Rowson pointed out that parody for a cartoonist is a form of visual shorthand, a way of immediately and powerfully communicating an image which will remain in the public consciousness. However, this works best when the audience has the necessary cultural awareness and knowledge to understand the parody. If we are accustomed to seeing “as told to” at the bottom of a journalistic parody, it is even more common to see “apologies to” or “after” next to the signature of a cartoonist noting the attribution of the original artist or cartoonist. The famous “Rendezvous” by David Low in 1939 has been reworked on numerous occasions by Rowson to make a contemporary point. However, if a newspaper reader is unaware of the original Low, the reinterpretation thereby loses part of its power.
It was this aspect that was so aptly covered by Ewan Morrison arguing that the opportunities offered by the internet and YouTube threaten to rob parody of its influence. Parody is more than plain comedy. The problem is that we now have hundreds of thousands of people making mediocre parodies of anything and everything and millions of people worldwide watching them in an unthinking, unquestioning, passes-the-time-when-I’m-bored-at-work manner. The present generation is already experiencing a phenomenon whereby parodies can go through two or three generations in a very short space of time, so that we have a parody of a parody itself parodied. The danger is that people lose sight of the original person, action or event being parodied and are left with a pale, albeit slightly amusing, version of it.
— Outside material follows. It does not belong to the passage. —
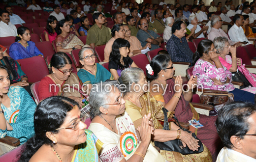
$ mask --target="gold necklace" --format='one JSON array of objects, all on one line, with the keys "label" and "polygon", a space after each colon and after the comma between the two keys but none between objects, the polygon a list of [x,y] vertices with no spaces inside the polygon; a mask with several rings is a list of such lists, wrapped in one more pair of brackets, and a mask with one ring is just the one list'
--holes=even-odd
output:
[{"label": "gold necklace", "polygon": [[60,162],[62,162],[62,159],[61,159],[61,157],[60,157],[60,155],[59,155],[59,154],[58,154],[57,152],[56,152],[56,151],[55,151],[55,150],[54,150],[54,149],[53,148],[53,147],[52,147],[52,149],[53,150],[53,151],[54,153],[54,154],[56,155],[56,156],[57,157],[58,159],[59,159],[59,160],[60,161]]}]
Amongst the raucous laughter echoing around the Wolfson Theatre at the LSE, this was the slightly gloomy undercurrent. Parody works best if the reader understands the cultural reference. Collectively, the nation’s arts/cultural knowledge is being steadily eroded by the onslaught of cheap cookery bake-off shows and crass Essex/Chelsea/Geordie/New Jersey reality lifestyle programmes. We are gorging on fast-food entertainment that is in varying degrees banal, saccharine and plain idiotic. Parody can play an important part in our national life but it requires a bit of effort from its audience rather than just dementedly wolfing down the cultural equivalent of a Big Mac (occasionally known by its full title of Michael McIntyre).